With a glut of lemons beckoning from our oft-neglected but much loved lemon tree it was time to get baking. Lemon shortbread. Lemon and yogurt loaf. And this delicious cake that will make your mouth sing of all the pretty things. I discovered this recipe on the BBC site, which I find to be a wonderful resource when baking. It is from Paul Hollywood, who is quite the hero baker in his native Britain. I tweaked it a bit, switching his plain flour/ baking powder mix for straight self-raising flour and reducing the sugar.
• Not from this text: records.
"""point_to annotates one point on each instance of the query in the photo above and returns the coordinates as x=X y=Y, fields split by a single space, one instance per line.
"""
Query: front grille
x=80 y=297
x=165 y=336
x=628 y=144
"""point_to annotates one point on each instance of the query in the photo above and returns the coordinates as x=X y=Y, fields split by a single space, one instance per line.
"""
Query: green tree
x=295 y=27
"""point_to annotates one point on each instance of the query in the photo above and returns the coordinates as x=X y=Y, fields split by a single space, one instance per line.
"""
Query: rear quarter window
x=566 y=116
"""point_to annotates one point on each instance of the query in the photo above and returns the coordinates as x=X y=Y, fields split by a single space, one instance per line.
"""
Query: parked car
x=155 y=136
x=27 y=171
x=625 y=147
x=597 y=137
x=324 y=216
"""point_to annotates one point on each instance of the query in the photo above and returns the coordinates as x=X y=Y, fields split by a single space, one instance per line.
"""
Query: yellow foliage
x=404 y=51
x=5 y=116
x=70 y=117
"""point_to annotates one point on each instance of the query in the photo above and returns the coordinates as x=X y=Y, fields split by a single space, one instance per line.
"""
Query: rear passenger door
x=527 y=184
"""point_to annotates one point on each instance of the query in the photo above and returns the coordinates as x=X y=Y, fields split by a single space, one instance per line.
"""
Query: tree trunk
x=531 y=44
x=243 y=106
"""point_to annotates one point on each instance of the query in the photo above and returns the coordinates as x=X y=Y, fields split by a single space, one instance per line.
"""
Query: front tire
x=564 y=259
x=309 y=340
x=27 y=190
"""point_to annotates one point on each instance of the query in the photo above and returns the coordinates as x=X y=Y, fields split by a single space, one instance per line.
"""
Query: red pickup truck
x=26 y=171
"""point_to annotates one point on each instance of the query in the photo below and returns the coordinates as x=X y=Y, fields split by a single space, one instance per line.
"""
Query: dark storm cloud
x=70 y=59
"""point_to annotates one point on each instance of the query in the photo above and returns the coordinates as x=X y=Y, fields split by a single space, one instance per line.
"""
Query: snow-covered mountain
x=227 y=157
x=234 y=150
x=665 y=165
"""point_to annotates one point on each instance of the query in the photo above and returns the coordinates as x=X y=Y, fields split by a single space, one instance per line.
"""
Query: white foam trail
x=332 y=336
Considering the cake is finished with two different types of sugar I would even suggest minimising the amount of sugar in the recipe proper if your tooth isn’t overly sweet.
This is a delicious, dense, moist cake that will keep well for several days in a container in a dark place.
For the cake
250g self-raising flour
110grams caster sugar
1½ tbsp edible lavender
Finely grated zest of two lemons
2 large free-range eggs
200g Greek yogurt
100g unsalted butter, melted
For the drizzle
juice of 1 lemon, strained
2 tbsp icing sugar
1 tablespoon caster sugar
Edible lavender [ie not sprayed]
Let’s get to it:
Preheat oven to 180C and grease and line a loaf tin.
In a large bowl stir together flour, sugar, zest and lavender.
In a large jug mix together the melted butter, eggs and yogurt until just combined, then pour into bowl and stir together. Do not over-mix.
Scrape mixture into tin and bake for around 40 minutes.
When cake is ready prick all over, then drizzle over the combined lemon juice and icing sugar.
Allow cake to soak up juice before sprinkling with extra sugar and lavender.
Allow to cool in tin before slicing.